El 1 de mayo de 2026, en el marco del "Día del Trabajo", Claudia Sheinbaum lanzó una frase diseñada para instalar optimismo: “la Primavera Laboral llegó para quedarse”. No fue un desliz retórico; desde días antes esa idea ya se venía empujando como línea oficial. La acompañan en ese coro Marath Bolaños y Zoé Robledo, respaldando el mensaje con cifras que, en apariencia, lucen contundentes.

Pero el problema no está en lo que muestran, sino en lo que dejan fuera.

El gobierno se aferra a los datos del Instituto Mexicano del Seguro Social porque ahí puede presumir avances: más afiliaciones, más registros, salarios promedio en aumento. Sin embargo, ese retrato es parcial. La fotografía completa la ofrece el Instituto Nacional de Estadística y Geografía, y ahí el tono cambia: más de la mitad de la población ocupada sigue en la informalidad, atrapada en empleos sin derechos, sin estabilidad y con ingresos frágiles.

En ese contraste, la “primavera” empieza a desdibujarse.

Porque mientras en el discurso se habla de recuperación y mejores sueldos, en la práctica millones operan en la sobrevivencia.

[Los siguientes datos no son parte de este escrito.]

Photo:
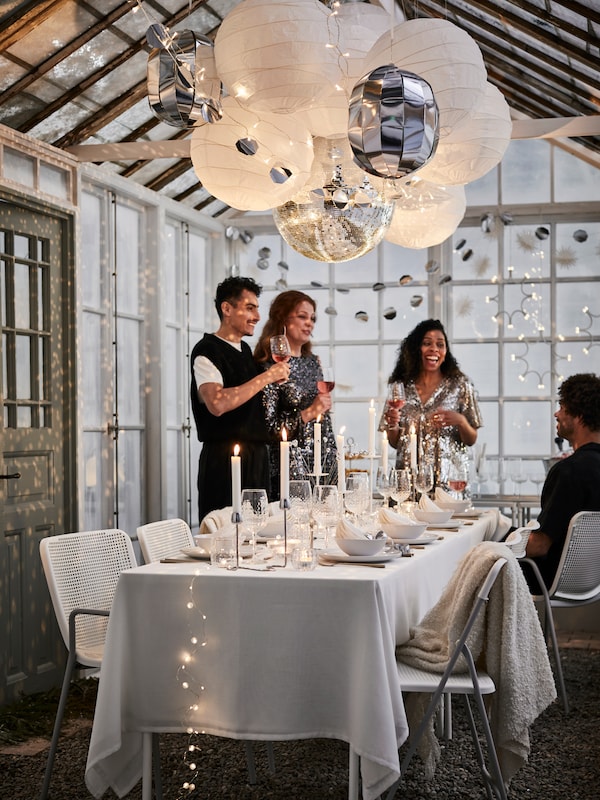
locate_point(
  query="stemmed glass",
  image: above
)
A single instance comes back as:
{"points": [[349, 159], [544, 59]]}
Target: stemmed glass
{"points": [[357, 493], [424, 478], [328, 382], [280, 348], [255, 511], [325, 509], [400, 482]]}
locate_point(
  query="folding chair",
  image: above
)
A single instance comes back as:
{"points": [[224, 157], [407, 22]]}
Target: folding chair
{"points": [[474, 683], [577, 579]]}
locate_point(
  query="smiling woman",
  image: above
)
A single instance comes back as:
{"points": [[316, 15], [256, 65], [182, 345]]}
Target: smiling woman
{"points": [[441, 408]]}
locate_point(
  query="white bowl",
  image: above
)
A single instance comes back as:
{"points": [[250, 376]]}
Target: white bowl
{"points": [[400, 531], [457, 506], [361, 547], [433, 516]]}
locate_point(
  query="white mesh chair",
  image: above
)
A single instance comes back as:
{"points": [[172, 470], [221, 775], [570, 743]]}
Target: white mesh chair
{"points": [[82, 570], [475, 683], [164, 539], [577, 579]]}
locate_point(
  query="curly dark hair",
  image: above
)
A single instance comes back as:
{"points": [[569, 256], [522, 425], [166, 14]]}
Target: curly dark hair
{"points": [[579, 395], [231, 289], [281, 308], [408, 363]]}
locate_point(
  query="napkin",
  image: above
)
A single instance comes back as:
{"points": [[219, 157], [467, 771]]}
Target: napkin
{"points": [[346, 530], [425, 504], [389, 517]]}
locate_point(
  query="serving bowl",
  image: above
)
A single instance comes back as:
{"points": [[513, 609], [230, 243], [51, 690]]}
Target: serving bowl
{"points": [[433, 516], [400, 531], [361, 547]]}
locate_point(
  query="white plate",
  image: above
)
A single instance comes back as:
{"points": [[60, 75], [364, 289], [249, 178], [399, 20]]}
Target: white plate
{"points": [[424, 538], [335, 555], [195, 552]]}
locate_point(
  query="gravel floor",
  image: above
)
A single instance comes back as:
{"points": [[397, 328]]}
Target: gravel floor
{"points": [[564, 762]]}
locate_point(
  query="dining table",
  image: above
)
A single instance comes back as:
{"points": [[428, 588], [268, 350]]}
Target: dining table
{"points": [[269, 655]]}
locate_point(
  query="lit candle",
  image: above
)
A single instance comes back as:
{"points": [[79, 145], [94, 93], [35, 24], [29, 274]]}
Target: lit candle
{"points": [[372, 428], [413, 447], [317, 448], [236, 480], [339, 440], [284, 467], [384, 451]]}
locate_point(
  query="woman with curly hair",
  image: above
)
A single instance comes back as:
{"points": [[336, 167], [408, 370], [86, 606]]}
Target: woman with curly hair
{"points": [[297, 403], [440, 403]]}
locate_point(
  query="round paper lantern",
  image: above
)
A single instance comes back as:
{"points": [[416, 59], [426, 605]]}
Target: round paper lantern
{"points": [[338, 215], [393, 122], [183, 86], [277, 57], [475, 146], [242, 158], [427, 216], [442, 54]]}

Ingresos de 600 a 800 pesos semanales no son una excepción marginal; son evidencia de un mercado laboral donde el empleo existe, sí, pero bajo condiciones que no garantizan una vida digna. Es un crecimiento que se puede presumir en gráficas, pero que no se siente en el bolsillo.

A esto se suma un viejo artificio estadístico: una tasa de desempleo baja que no necesariamente refleja bienestar. En México, basta con tener una ocupación mínima para salir de la categoría de desempleado. Así, el país puede exhibir buenos números mientras una gran parte de su fuerza laboral permanece en la incertidumbre, encadenada a trabajos intermitentes o mal pagados.

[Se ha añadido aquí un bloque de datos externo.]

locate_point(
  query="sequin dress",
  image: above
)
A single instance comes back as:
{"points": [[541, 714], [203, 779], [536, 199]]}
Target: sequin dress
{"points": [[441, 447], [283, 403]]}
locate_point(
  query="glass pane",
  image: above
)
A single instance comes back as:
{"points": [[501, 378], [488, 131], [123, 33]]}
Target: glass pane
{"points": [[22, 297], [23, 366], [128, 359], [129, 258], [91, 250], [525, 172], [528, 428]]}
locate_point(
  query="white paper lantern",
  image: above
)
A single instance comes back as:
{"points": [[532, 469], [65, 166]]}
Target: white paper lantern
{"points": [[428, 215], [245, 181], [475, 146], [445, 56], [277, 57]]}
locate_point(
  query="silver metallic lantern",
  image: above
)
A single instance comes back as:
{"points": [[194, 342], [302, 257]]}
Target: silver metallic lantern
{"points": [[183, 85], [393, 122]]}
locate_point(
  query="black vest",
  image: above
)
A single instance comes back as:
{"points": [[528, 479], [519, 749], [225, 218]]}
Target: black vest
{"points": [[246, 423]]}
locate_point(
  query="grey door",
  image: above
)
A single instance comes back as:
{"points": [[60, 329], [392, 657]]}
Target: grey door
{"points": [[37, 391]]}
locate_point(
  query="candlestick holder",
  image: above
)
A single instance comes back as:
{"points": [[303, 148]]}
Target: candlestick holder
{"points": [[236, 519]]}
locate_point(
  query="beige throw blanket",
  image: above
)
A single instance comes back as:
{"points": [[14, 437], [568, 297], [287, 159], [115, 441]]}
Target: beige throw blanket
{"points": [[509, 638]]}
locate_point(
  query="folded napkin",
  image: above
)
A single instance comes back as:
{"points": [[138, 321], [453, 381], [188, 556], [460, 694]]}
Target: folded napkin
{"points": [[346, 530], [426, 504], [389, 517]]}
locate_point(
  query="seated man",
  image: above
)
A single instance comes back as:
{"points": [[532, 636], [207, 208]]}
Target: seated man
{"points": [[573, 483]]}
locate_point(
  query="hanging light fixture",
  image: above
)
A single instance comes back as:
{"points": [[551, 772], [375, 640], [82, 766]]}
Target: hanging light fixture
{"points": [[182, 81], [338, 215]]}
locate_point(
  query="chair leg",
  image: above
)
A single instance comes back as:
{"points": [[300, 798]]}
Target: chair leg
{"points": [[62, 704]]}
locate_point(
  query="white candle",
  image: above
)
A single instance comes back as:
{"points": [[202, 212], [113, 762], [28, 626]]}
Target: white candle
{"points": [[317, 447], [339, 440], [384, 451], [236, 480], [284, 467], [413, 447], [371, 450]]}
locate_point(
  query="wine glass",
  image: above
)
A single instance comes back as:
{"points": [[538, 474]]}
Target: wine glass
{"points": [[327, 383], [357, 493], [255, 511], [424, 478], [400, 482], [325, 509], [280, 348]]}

El punto de fondo es incómodo para el discurso oficial: no es la falta de trabajo lo que define el problema, sino la calidad de ese trabajo.

La llamada Cuarta Transformación prometió una ruptura con el pasado y un enfoque prioritario en los sectores más vulnerables. Sin embargo, lo que se observa es una continuidad de la precariedad, ahora envuelta en un relato que intenta vender estabilidad donde hay estancamiento. La economía avanza a un ritmo débil, la inversión no termina de consolidarse y los empleos generados no alcanzan para sostener condiciones de vida sólidas.

Reducir el problema a que “solo unos cuantos tienen trabajo” sería simplista. Pero aceptar sin cuestionar la idea de una “Primavera Laboral” es, también, ignorar la realidad.

Lo que existe hoy es una brecha evidente entre la narrativa del poder y la experiencia cotidiana de millones: cifras que mejoran en el discurso, mientras la vida diaria sigue marcada por la incertidumbre económica.

Y esa distancia —persistente, creciente— no es solo un tema técnico o estadístico. Es un desgaste político que, con el tiempo, termina acumulando consecuencias.